So Common Core Means Career Ready Which Means Global Competence?

Guess what? Those troubling Career Ready Practices we had already noticed as requiring that schools create a community first mindset in each student (June 25, Birth to Career) were celebrated in an Ed Week article this week. It advocates for the rather misguided belief that the US needs a K-12 system “aligned to workforce needs” and that “will propel this country forward.” Only off a cliff.  I really need to send the Asia Society those posts on Mind Arson and creating genuine innovation. So now Global Competence equals those Career Ready Practices that treat employment as something people get together to do to earn a living with a magic paycheck producing machine somewhere in the background to reward time put in?

I found this nice virtual graphic for you we can call Pretty In Pink to illustrate what the Ed Reformers envision as the Globally Competent Student. Try not to break into laughter or cry when you see the absurdity of this vision. So after years of a very expensive education the goal is to have a young adult who can Take Perspective and have a Global Consciousness and Understand Cultural Interactions. Really? And who is ready to Investigate World and Communicate Ideas. And apparently the communication can be multimedia. The graphic explicitly suggests that students learn to “Use Art to Make a Point, To Make a Difference.” Anyone else wondering what ed reformers think economies will be based on in the 21st century? I am definitely thinking this is more confirmation that they envision returning to a Mercantile “People must Buy Whatever We Produce” economy. That’s not the type that created the Apple I-Pad.

Now this is especially rich. The author, Heather Singmaster, bemoans the lack of an explicit Take Action component to Career Ready Practices making me wonder yet again where she thinks everyone will be working. Who has money in their budget to pay for employees who “act personally, collaboratively and reflect” about problems like “Hiroshima and Nagasaki?” Apparently the Globally Competent citizen will be taught nothing about World War II or probably World War I either. But somehow will be ready for work after sitting around and discussing whether atomic weapons should have been used to end the war against Japan without invading that island. Not to be mean, but do we really want to encourage students to believe that their personal opinion matters if it is grounded in ignorance of the relevant history surrounding the event being discussed? Isn’t Global Competence of the type being envisioned about what 21st Century students Feel and Believe, not what anyone is being encouraged to actually Know? How can that create employees ready for the workplace?

Once again all these education changes are premised on a radically new economic vision for the 21st Century. Have you noticed that reality of Common Core keeps being omitted in the sales pitch?

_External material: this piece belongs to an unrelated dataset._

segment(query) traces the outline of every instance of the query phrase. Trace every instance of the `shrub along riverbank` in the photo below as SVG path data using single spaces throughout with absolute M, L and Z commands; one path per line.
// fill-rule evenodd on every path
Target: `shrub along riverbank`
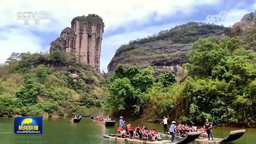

Only in side articles do we get reminded that the planned Globally Competent citizen the Common Core will produce is to be “boundless in their ideas and endeavors to stimulate positive economic change.” Positive for who? The average person? This is daffy stuff to base a country’s future on but I think the real answer to the economic shift planned tracks back to that communitarian emphasis in the Career Ready Practices.

Yesterday I went back and looked at the New Economics that went along with that vision. It was definitely a reminder of why social and emotional learning is so vital to changing people. And why we should think long and hard about turning over our children to administrators whose education degrees are based on implementing the theory that there is a “myth of the individual as thinker and decision-maker.” What ! The central idea is you use the school to create students who think in terms of We, not I. Who will recognize an obligation to “sustain one another’s emotional stability and inner security” and that a cooperative economy can be built around this relationships-first emphasis. Not only is this horribly misguided and a terrible theory to be putting in place as a national research project, but it shows a tragic ignorance of history. Late 19th Century Germany is the prime example of what happens when you try to cultivate a sense of collective obligation grounded in emotion.

A better knowledge of history would set off multiple alarm bells on what happens when this “hearts and minds” vision gains legitimacy.